Quelles que soient les raisons de cette passivité populaire, très certainement momentanée, le président Tebboune ne fait honneur ni à sa fonction, ni à son pays, et encore moins à lui-même, si tant est qu’il en ait la conscience.
Et avec son âme damnée Saïd Chengriha, omnipotent chef d’état-major, faucon de qualité remarquable, ils forment le duo des pieds-nickelés de la politique internationale. Ils ont tous deux la componction du pape et la pratique de Torquemada, même mentalité obsidionale à l’égard du monde, obsessionnelle envers le Maroc et la France, obtuse avec leur peuple… une caricature de système politique où les walis annulent des marchés et désignent d’autres adjudicataires durant les visites de chantiers, où les ministres sont suspendus aux décisions vagues de leur président mais comptables de détails dont personne ne les a entretenus, où il est interdit aux parlementaires de critiquer les ministres, où les juges sont au garde-à-vous assumé face aux militaires, où la lecture d’une quelconque cohérence ou clarté est impossible pour le meilleur des politologues…

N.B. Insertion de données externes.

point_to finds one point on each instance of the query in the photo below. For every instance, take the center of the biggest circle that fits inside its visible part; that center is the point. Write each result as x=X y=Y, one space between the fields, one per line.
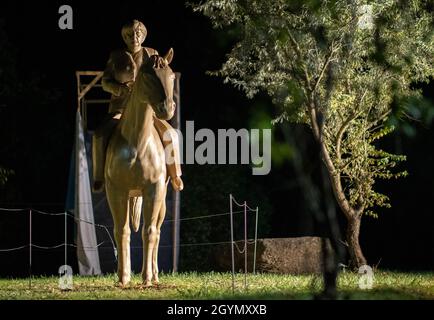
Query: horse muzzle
x=165 y=110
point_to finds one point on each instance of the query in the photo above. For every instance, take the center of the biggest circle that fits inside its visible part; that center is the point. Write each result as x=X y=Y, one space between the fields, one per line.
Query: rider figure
x=118 y=79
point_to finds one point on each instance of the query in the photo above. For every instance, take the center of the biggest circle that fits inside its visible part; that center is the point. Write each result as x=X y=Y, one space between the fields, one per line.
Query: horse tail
x=135 y=208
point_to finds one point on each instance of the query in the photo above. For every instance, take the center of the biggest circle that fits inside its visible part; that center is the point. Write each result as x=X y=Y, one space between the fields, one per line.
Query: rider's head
x=134 y=33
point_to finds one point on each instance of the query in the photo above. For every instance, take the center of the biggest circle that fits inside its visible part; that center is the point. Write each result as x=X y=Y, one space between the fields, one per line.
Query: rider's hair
x=135 y=25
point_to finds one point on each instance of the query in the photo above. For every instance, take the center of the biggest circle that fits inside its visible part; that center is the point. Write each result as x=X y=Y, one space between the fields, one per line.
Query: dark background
x=38 y=63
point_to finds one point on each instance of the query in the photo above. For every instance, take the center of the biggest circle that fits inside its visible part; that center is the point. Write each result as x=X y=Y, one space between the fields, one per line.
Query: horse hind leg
x=119 y=208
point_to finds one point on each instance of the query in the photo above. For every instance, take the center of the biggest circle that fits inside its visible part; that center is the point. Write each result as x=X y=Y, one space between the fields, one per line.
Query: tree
x=341 y=67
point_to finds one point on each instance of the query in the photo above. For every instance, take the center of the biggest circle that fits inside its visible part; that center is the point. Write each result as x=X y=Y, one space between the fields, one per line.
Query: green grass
x=387 y=285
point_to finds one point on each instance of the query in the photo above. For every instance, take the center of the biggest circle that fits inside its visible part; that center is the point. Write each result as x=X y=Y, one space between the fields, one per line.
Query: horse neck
x=137 y=120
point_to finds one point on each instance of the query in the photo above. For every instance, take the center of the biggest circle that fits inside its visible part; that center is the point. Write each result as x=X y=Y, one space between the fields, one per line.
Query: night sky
x=402 y=238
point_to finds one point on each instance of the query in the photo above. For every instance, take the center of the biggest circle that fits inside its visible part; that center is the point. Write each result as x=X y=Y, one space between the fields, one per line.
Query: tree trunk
x=357 y=259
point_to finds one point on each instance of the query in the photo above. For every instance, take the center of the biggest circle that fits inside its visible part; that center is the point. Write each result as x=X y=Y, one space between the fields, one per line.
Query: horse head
x=158 y=79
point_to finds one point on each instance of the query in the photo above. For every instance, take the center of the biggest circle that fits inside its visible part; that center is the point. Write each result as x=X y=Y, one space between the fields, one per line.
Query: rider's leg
x=169 y=137
x=99 y=146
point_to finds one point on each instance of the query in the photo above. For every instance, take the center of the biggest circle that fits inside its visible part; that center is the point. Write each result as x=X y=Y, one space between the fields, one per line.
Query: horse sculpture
x=135 y=170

En un mot comme en cent, la triste conclusion est celle-ci : le ridicule ne tue pas, donc M. Tebboune est toujours en vie, et chemin (mal)faisant, il est une honte pour son pays et, plus généralement, un danger pour son environnement. Le Russe Poutine et le Chinois Xi l’ont compris, le Français Macron ne l’a pas encore appris.